You're facing a classic business dilemma: Should this be a system decision or a human decision?
In software development, we learned to distinguish between two types of logic: deterministic systems that handle predictable scenarios, and human judgment that handles everything else.
System-based decisions work beautifully for anticipated events. If you can predict the scenario and define the appropriate response, you can create rules that handle it automatically.
• Refunds under 30 days with original receipt? Automatic approval • Orders over a certain amount? Requires manager sign-off
• Customer complaints about specific issues? Route to the specialist who handles that category
But here's where many businesses go wrong: they systematize nothing or they try to systematize everything, including situations that genuinely require human judgment.
I've watched companies create elaborate policy manuals that attempt to cover every possible scenario. The result? Frustrated employees who feel like they're being asked to follow a script that doesn't match reality, and frustrated customers who feel like they're talking to robots instead of people.
The key insight is knowing which decisions belong in each category.
System-based decisions are perfect when you have clear boundary conditions. What's too much? What's too little? What's too frequent? What happens in the standard case versus the exception? When you can answer these questions definitively, you can create rules that handle most situations automatically.

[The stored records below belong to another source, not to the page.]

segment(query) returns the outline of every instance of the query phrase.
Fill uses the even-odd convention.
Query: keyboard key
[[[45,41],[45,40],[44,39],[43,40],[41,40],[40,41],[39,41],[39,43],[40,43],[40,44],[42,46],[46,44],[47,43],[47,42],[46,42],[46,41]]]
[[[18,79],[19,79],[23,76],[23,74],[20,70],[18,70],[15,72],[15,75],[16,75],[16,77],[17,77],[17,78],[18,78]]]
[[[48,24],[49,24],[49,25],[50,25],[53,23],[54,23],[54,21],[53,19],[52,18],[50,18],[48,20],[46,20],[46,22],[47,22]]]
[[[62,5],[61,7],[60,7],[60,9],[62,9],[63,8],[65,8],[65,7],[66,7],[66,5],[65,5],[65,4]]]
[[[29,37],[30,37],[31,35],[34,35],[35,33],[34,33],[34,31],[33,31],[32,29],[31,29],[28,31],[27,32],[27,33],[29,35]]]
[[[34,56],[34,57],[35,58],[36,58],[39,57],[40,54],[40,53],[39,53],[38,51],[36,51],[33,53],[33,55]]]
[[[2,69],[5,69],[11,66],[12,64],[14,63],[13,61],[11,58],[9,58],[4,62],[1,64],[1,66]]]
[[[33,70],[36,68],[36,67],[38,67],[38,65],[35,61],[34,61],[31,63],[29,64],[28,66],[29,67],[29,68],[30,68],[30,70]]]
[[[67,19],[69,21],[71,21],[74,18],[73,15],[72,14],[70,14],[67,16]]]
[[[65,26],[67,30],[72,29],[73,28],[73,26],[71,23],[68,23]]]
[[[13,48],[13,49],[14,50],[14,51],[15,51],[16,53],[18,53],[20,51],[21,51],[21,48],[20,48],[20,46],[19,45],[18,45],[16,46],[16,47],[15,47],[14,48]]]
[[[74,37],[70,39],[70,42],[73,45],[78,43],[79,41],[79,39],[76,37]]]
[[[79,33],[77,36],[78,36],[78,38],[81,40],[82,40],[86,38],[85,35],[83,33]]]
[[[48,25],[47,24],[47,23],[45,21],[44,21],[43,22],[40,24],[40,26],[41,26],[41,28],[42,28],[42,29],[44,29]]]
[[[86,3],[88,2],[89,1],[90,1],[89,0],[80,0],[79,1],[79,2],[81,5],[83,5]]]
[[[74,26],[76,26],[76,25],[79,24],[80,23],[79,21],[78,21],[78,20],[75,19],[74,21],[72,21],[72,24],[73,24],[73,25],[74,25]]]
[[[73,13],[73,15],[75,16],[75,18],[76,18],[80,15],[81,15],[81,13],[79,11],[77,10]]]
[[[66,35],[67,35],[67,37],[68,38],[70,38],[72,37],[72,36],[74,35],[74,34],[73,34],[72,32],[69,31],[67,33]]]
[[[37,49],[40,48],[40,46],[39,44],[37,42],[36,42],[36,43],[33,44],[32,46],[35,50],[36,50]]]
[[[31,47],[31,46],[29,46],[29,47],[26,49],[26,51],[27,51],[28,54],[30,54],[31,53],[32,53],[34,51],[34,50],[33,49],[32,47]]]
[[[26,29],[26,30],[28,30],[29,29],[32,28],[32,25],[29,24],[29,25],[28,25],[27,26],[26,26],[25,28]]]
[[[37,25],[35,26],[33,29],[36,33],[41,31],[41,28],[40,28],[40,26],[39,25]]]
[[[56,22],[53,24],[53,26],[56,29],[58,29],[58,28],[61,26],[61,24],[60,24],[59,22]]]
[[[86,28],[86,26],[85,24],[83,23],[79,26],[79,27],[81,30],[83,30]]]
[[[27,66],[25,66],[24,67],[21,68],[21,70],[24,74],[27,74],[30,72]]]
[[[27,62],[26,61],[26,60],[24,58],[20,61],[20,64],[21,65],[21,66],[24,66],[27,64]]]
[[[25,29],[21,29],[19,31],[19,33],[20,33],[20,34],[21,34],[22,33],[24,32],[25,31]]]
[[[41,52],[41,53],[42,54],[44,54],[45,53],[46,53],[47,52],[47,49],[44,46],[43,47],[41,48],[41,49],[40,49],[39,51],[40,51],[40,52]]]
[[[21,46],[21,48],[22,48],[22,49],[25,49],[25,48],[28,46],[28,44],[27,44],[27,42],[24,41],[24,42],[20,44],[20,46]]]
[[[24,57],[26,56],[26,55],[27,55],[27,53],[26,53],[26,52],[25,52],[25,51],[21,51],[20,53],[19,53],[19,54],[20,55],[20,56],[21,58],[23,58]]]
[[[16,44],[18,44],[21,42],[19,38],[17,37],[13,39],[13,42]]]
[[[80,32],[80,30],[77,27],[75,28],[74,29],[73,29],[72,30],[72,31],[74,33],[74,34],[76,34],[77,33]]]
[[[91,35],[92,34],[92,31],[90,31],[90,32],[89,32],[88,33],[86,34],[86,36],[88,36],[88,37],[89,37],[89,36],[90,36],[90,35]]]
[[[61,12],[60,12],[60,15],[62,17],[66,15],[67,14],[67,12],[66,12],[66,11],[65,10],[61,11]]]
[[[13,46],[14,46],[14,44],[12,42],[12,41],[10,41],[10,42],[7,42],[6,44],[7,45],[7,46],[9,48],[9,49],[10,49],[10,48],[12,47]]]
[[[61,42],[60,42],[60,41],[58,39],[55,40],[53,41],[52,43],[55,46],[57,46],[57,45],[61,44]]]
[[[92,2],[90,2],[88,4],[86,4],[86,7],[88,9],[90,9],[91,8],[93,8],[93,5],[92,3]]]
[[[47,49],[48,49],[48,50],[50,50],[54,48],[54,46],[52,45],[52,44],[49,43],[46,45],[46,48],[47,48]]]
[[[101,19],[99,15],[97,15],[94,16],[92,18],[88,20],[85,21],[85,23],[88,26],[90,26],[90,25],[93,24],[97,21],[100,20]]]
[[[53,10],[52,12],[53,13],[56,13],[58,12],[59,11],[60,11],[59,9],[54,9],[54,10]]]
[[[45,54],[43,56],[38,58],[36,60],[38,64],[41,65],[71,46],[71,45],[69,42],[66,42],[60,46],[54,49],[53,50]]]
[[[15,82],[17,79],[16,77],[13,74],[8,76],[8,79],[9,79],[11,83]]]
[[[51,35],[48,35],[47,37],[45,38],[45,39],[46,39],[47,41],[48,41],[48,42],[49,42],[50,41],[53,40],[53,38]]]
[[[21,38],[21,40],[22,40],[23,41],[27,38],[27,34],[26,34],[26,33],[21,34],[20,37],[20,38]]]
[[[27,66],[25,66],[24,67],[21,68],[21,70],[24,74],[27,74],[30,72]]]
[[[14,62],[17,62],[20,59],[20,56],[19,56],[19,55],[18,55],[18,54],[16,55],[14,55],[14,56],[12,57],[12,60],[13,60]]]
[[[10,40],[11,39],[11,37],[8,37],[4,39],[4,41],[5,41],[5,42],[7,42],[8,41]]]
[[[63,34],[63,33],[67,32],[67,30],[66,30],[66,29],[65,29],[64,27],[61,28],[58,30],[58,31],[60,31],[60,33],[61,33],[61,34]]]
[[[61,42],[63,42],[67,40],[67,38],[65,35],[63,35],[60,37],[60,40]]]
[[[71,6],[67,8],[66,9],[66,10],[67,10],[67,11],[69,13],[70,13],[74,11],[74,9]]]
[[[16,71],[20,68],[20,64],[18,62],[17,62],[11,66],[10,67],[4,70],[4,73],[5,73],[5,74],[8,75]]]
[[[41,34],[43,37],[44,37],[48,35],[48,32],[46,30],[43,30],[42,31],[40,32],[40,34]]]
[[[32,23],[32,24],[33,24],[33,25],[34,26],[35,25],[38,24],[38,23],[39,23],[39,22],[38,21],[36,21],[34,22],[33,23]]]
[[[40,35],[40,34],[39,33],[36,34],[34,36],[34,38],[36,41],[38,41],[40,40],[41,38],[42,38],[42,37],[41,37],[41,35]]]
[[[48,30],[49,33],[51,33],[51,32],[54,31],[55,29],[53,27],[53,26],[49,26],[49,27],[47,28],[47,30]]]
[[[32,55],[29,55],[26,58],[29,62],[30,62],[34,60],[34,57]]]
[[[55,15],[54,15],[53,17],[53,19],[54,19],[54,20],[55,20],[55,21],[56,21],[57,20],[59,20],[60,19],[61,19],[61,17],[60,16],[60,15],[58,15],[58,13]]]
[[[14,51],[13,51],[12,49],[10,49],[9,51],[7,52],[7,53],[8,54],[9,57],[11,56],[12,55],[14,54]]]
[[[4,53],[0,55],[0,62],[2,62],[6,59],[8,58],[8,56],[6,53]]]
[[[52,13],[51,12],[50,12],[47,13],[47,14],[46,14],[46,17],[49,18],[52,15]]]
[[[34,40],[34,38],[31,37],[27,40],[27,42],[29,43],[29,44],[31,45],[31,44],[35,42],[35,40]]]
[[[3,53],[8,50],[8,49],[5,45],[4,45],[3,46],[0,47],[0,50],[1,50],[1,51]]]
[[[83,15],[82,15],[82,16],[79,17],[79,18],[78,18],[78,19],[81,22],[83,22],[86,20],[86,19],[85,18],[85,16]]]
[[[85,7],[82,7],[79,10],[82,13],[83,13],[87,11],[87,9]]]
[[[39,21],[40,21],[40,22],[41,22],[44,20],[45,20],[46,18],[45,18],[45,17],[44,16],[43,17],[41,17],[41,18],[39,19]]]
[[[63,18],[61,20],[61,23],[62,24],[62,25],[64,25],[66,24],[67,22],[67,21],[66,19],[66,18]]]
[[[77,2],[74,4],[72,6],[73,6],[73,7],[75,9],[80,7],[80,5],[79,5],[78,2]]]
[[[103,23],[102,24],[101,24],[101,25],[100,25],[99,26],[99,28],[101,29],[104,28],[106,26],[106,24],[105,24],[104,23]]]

But some situations require the nuanced judgment that only humans can provide. Complex customer relationships, unique competitive situations, or problems you've never encountered before—these need human intelligence, not systematic rules.
The most effective approach combines both. You create systems to handle the predictable majority of cases, which frees up human judgment for the situations that truly require it.
Think about your own decision-making patterns. How many times this week have you been asked to make a decision that followed a pattern you've seen before? Those are candidates for systematization.
The goal isn't to eliminate human judgment—it's to reserve it for the places where it adds the most value.
When you systematize routine decisions, you accomplish two things: you free up mental bandwidth for more complex thinking, and you create consistency in how your organization handles common situations.
But you have to resist the temptation to systematize everything. Some decisions need the full context, relationship history, and intuitive judgment that only humans can provide.
The sweet spot is creating systems that handle the predictable 80% while ensuring humans are available for the complex 20% that requires real thinking.
What's one decision you're making repeatedly that could be systematized? And what's one area where you might be over-systematizing something that actually needs human judgment?
The most effective leaders know the difference—and design their organizations accordingly.
PS: This is the advantage of AI. It Allows people like us to create systemized structure, while building hyper-personalized experiences for customers, team members, and yes, even ourselves.